But Zoe really knew she'd put law enforcement behind her last week when she got her tattoo-not because it was a tattoo, but because it was a tattoo of a beach rose. She'd designed it herself.
Cops didn't have beach roses tattooed on their hips. As far as Zoe was concerned, that was another rule, right up there with carrying a gun.
She sank back in her chair. She was losing her damn mind. At least she'd quit smoking. She'd let a pack-a-day habit creep up on her this past year but had finally kicked it.
What she needed to do now was say goodbye to Bea and Charlie, the sheep, the chickens and the goats and go home.
When her cell phone rang, Zoe assumed it was someone else from Goose Harbor calling to tell her about Special Agent J. B. McGrath.
But it was Christina, her voice shaking, her words coming out tight and fast. "Zoe-Zoe, the police just left. Someone broke into my house. Can you believe it? Who'd do something like that?"

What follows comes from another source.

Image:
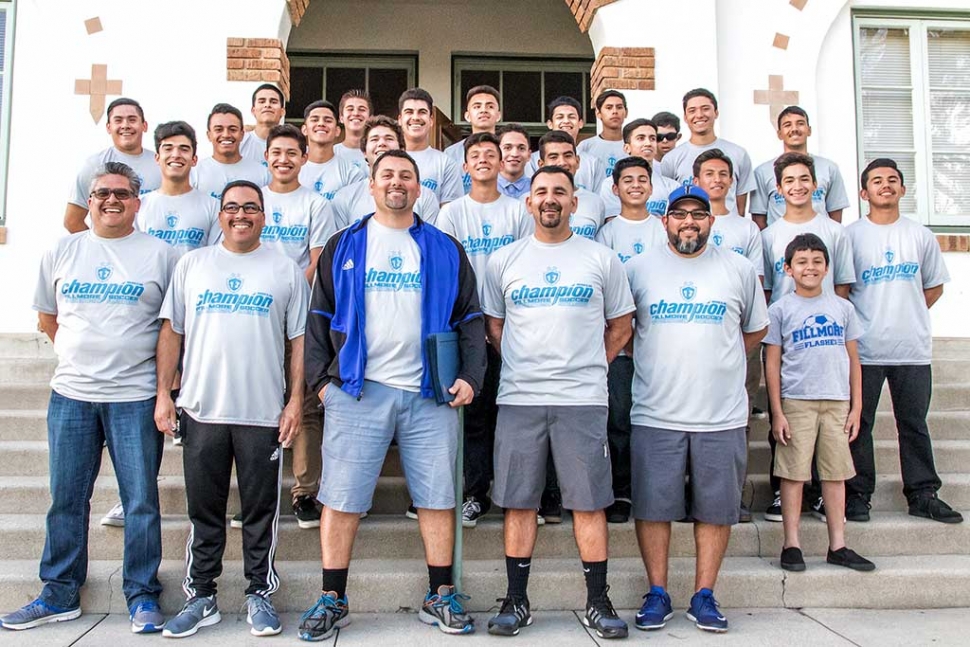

They'd both inherited their father's house when he died, and since Christina was already living at home, she'd simply stayed there. Their great-aunt had left Zoe her 1890s house overlooking the harbor, and Christina enough money to open a breakfast-and-lunch café on the town docks. By all accounts, the café was doing well, but Zoe had yet to go there. She hadn't stepped foot in Goose Harbor since she'd fled for Connecticut.
"Are you okay?" she asked her sister.
Christina sniffled. "Yes. I wasn't here. I close up the café at three, and today I did cleanup as fast as I could- I was done by four. Kyle and I came back here to work on his documentary on Aunt Olivia-" She took a breath, and Zoe could hear her sister's hesitation. Kyle Castellane wasn't one of Zoe's favorite people. He was young, rich, arrogant and determined to do this documentary on Olivia despite the grief Christina and Zoe both still felt at her death. To him, it was a matter of "strike while the iron's hot." Christina didn't share Zoe's frustrations-she thought Kyle was brilliant.